- The annual headline inflation rate in the eurozone fell to 6.1% in May from 7% in April, lower than the 6.3% expected in a Reuters poll of economists.
- Core inflation, which is closely watched by the European Central Bank, eased to 5.3% from 5.6%.
- Investors still see the European Central Bank raising interest rates twice more at its upcoming meetings as it seeks to cool inflation to its 2% target.
People at the market for their daily shopping on April 07, 2023 in Bari, Italy. Inflation has eased in Italy but price pressures remain strong.
Donato Fasano | Getty Images News | Getty Images
Eurozone inflation fell more than expected in May, with flash figures showing the bloc’s annual headline inflation rate fell to 6.1% in May from 7% in April.
This is the lowest level since February 2022. Economists polled by Reuters had expected a May reading of 6.3%.
Core inflation, excluding energy and food, also fell more than expected, to 5.3% from 5.6%.
Annual inflation in Germany and France fell more than expected in May, according to data released on Wednesday, as prices fell the previous month. Prices in the eurozone’s largest economies have now risen to their lowest levels in 12 months.

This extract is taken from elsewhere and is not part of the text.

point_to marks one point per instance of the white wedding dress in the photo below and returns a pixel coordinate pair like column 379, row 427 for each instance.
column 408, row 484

National publications also showed declining inflation in Spain and Italy. Markets moved a little bit immediately after the Eurozone announcement, with European stocks trading higher and the Euro rallying against the US Dollar and the British Pound.

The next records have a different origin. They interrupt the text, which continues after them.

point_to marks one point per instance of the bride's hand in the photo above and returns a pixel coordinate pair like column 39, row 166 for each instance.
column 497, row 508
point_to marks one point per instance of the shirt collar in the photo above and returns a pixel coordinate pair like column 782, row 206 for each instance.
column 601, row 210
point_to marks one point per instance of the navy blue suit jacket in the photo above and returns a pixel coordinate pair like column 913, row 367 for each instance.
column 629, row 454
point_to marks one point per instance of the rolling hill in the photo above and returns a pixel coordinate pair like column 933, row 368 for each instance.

In a speech in Hanover, European Central Bank President Christine Lagarde said inflation remains “very high” and “is set to stay that way for a very long time.”
The European Central Bank meets on June 15 to make its final monetary policy decision after gradually withdrawing its benchmark interest rate from -0.5% a year ago to 3.25% in May – its highest level since November 2008.
The ECB did not provide forward guidance after its meeting in May, but stressed that underlying price pressures remained strong.
“We need to continue our cycle of hikes until we are sufficiently sure that inflation is on its way back to our target in time,” Lagarde said Thursday.
“At the same time, we need to carefully assess the strength of the transmission of monetary policy to financing, economic and inflation conditions.”
Money markets have priced in two more 25 basis point hikes by the European Central Bank, one in June and the other in July or September, according to Reuters.
Bundesbank President Joachim Nagel said last week that he expected “several” additional hikes in order to control inflation.
“Many of the main drivers of inflation have turned for the better in recent months, which is starting to be reflected in the data,” Bert Collen, chief eurozone economist at Dutch bank ING, said in a note.
Cullen added that there should be a “more significant wave of inflation” over the summer, as energy inflation drops sharply due to underlying effects, but called the upside in wages a concern.
More than normal times, the data coming in will be baseline for July and September. [ECB] decisions “.